Owen grew up in Ft. Payne. He and his cousins, Teddy Gentry and Jeff Cook, spent the late 1960s playing at local parties and bars, and even in an amusement park. Drummer Mark Herndon joined the trio a decade later, and the group, Alabama, went on to sell more than 73 million records, scoring 42 No. 1 singles with songs such as "Love in the First Degree," "Mountain Music" and "The Closer You Get."

Alabama's hits were a mix of pop, country and rock 'n' roll. They paved a gold-record path for crossover stars such as Dwight Yoakam and Garth Brooks. After a 2003-04 farewell tour, Alabama retired from the road, but its members are still working on solo projects.

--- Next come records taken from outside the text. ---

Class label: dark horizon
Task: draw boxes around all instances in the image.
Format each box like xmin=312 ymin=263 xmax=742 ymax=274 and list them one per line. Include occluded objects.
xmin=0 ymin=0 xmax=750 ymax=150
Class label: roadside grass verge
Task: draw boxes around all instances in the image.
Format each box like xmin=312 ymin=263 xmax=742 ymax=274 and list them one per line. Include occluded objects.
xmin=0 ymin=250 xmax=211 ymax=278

Owen has just released his first solo CD, One on One, and is the co-author of the memoir Born Country: How Faith, Family, and Music Brought Me Home.

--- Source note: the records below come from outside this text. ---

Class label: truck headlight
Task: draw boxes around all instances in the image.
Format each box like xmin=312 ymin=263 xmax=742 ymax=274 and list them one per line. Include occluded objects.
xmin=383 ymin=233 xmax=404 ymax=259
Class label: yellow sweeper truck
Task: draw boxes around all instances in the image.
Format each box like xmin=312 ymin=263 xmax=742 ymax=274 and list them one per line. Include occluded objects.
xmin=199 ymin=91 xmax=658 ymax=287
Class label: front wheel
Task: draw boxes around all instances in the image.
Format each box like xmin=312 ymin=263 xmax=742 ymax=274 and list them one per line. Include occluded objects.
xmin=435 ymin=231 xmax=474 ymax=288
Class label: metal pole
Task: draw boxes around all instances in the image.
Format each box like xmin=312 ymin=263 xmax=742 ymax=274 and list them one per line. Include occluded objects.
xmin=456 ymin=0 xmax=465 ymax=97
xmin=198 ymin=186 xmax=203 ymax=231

Owen says that going back to writing and recording music without his bandmates wasn't difficult.

"The writing part of my life never changes, because that's just when the inspiration comes," he says. "Or maybe you get the chance to co-write with people, which is an entirely different experience. They inspire you and hopefully you inspire them, and you play thoughts off of one another."

The song "Holding Everything," from One on One, was written by Dolly Parton. Owen and Parton came together through their mutual hairdresser.

"[The hairdresser] said, 'Oh my goodness, Randy, I can hear your voice on this song,' " Owen says. "She got permission from Dolly to bring the song over for me to hear it, and I really love the song."

"Let's Pretend We're Strangers" is based on advice Owen gave his brother-in-law, who was having problems getting his wife pregnant. At first, Owen didn't know what to say, but then says he had an idea.

"Have her go to the worst, meanest, nastiest bar in town, and have several drinks," he says. "You go in there and pretend you don't know who she is, that she's a total stranger. Then you get plastered along with her. Then y'all go to the worst motel there is in town, and all the time you're making love, say, 'God, please don't let me get her pregnant.' "

Did the advice lead to a happy ending?

"No," Owen deadpans. "That's another country song."